Dear Sir or Madam,
Look, I’m sorry I’m sending this letter a little late. Heaven knows I’ve been late to just about everything in my life, so it’s not for lack of opportunity. But I think the reason for this letter’s lateness is similar to the justification for other latenesses. That is to say, I have an excuse.
I know, I know. No excuses! But if you think about it, life is an excuse. That is to say, life is a reason. Or, everything has a reason. You know? Everything has an excuse. If life sucks, if anything sucks, there’s always a reason, or an excuse. It’s like life equals excuse divided by reason squared. L=E/r2
What I'm trying to say is: I’m late because I care. I'm late because I value every minute. Yours, mine, and everyone we know.
(unless I'm late to a movie, in which case I'm late because movies start so damn late now. Have you noticed this?? It’s like 20 friggin’ minutes of trailers now. And they all suck.)
Maybe if I deconstruct my lateness that could help:
See, when I have to go somewhere I tell my brain, “I have to be at so and so place, at such and such time."
And my brain, a particularly inquisitive brain, then says, “Why so and so? And while we’re here chatting, why such and such?"
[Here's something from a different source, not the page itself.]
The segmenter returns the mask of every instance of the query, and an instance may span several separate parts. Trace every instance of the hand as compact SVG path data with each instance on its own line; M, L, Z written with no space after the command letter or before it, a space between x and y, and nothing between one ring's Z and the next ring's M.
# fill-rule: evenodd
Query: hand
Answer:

Hmmm ... actually scratch that thought.
If you suspected you could die any minute, how would you live your life? I submit you would be constantly late. Because wouldn't you rather soak in the moment than fuss over temporal technicalities?
I know, my dear lateee, that this can be annoying. But it does balance out, and can even work in your favor sometimes. Because once I am in the moment with you, now you are the recipient of my undivided "die anytime" attention. All your precious words and ideas will be pored over, churned in my brain until your every expression is like the product of something that does a lot of churning (butter, for example!). You may even feel like a god.
Well honestly I'd love to say more, but I gotta end this. I'm running late for a meeting, and have some deadlines I'm behind on.